Palantir Technologies enters the final stretch before its August 3 earnings print with short interest continuing to climb, options traders leaning mildly bullish, and the CTO quietly selling into strength — a setup where the positioning narrative and the fundamental story are pulling in opposite directions.
The most notable development this week is that short sellers have not given up. SI has risen 12% over the past week to nearly 89.7 million shares, now representing 3.9% of free float — up a third over the past month. That is a meaningful acceleration from the 3.5% level flagged in prior notes, and it is happening into a stock that has already rallied roughly 15% from late June lows. Bears have now added to a losing position through multiple sessions of price appreciation. The borrow market offers them no relief on cost — CTB has actually eased over the week, falling 20% to 0.40% — but availability remains vast at nearly 5,851% of short interest, meaning there are roughly sixty shares available for every one currently borrowed. No mechanical squeeze pressure exists. The short book is bleeding on pain of will, not friction.
Options positioning tells a different story from the short sellers. The put/call ratio has drifted to 0.92, about 1.3 standard deviations below its 20-day average of 0.95 — the most call-skewed it has been in months. That means options traders, on balance, are leaning into upside rather than hedging against downside. With the 52-week high for the PCR at 1.16 and the low at 0.61, the current reading sits well within normal range, but the direction of travel is toward risk-on sentiment. The short sellers and the options market are describing two opposite views of the same stock.
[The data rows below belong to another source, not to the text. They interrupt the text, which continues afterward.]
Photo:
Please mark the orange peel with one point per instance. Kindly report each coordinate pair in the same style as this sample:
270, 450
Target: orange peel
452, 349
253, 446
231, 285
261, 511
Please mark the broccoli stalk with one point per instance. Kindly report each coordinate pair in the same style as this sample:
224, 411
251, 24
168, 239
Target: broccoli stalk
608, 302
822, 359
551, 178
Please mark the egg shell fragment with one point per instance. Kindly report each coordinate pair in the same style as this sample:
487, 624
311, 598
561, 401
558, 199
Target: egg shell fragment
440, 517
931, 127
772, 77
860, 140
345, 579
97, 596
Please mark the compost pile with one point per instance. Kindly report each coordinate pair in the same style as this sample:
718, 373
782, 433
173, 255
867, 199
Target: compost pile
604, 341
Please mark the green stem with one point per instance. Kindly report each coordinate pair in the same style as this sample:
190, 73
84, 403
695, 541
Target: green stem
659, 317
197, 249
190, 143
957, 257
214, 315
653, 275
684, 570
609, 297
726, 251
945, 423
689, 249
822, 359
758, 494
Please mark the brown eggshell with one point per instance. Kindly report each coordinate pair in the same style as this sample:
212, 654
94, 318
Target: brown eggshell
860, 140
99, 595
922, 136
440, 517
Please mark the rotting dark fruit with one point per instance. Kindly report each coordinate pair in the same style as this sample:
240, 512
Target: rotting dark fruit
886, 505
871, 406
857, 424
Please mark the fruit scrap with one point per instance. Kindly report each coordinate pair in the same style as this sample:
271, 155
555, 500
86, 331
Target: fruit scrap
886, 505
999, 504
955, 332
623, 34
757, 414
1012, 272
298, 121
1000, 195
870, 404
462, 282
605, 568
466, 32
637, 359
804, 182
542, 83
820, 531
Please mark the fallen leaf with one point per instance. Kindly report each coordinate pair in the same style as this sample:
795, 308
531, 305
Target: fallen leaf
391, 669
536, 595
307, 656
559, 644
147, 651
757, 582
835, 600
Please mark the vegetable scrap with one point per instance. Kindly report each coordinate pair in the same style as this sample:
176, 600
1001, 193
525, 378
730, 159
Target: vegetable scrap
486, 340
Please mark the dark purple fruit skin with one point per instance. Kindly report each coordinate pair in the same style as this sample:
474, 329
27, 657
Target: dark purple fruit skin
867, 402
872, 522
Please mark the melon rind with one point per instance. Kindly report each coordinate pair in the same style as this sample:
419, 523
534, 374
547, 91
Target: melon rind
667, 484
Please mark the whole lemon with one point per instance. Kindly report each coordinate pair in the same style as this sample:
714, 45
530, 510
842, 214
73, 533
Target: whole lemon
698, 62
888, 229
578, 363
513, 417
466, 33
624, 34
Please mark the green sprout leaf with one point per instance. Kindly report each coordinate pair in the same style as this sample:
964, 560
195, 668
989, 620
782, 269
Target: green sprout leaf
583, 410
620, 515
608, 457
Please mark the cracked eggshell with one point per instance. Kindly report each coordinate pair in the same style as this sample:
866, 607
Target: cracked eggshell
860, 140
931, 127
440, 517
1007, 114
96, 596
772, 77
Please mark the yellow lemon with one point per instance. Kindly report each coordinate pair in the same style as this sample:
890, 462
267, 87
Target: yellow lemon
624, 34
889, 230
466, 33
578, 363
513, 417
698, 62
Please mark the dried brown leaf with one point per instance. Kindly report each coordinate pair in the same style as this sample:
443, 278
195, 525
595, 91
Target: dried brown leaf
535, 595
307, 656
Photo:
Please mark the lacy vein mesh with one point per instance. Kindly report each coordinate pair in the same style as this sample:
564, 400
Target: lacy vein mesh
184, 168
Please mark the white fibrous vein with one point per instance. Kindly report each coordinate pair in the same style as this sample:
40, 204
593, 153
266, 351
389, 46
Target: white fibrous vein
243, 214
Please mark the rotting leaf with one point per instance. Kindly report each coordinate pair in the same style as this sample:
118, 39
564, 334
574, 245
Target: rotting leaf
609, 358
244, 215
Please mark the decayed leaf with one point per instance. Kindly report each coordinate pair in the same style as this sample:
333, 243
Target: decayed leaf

The Street is similarly divided, though recent analyst moves lean constructive. DA Davidson upgraded to Buy on July 2, lifting its target to $175. Wolfe Research moved off its Underperform stance in mid-June. Wedbush and Rosenblatt have maintained bullish targets in the $225-$230 range. The holdouts are real: RBC Capital maintained its Underperform with a $90 target after the last earnings print — a view that, at $133.72, requires either a significant earnings disappointment or a broad derating. The consensus sits at Hold with a mean target of $185, though that figure is dated to March and the stock has since traded both above and below it. Valuation remains extreme: the P/E has compressed from prior highs but still reads at 64x trailing, and the EV/EBITDA of 47x has fallen over the past month but remains a stretch by any conventional software multiple. The bear case is less about the business — revenue growth is real — and more about what multiple the market is willing to sustain into a post-AI-hype environment.
Insider activity adds a cautionary note. CTO Shyam Sankar sold $24 million of stock on July 2 at $130 — the largest single insider transaction in the recent window — while the stock was already near its highs. Other directors trimmed in mid-June. The 90-day net insider figure is positive in share terms, but that reflects option exercises and grants rather than open-market purchases. No insider has been a buyer. Taken alongside the short buildup and the $480 million government contract expansion reported this week (which drove Tuesday's 2.8% gain), the picture is of insiders and institutional bears both treating the rally as a selling opportunity while the headline newsflow remains constructive.
Earnings on August 3 is the event that resolves the tension. The last two quarterly prints produced next-day declines of roughly 5-7%, with five-day moves extending the losses to as much as 14%. Whether shorts are early or right, and whether options traders' call bias is rewarded or punished, will depend almost entirely on whether the Q2 revenue beat is large enough to justify a multiple that has already priced in aggressive growth.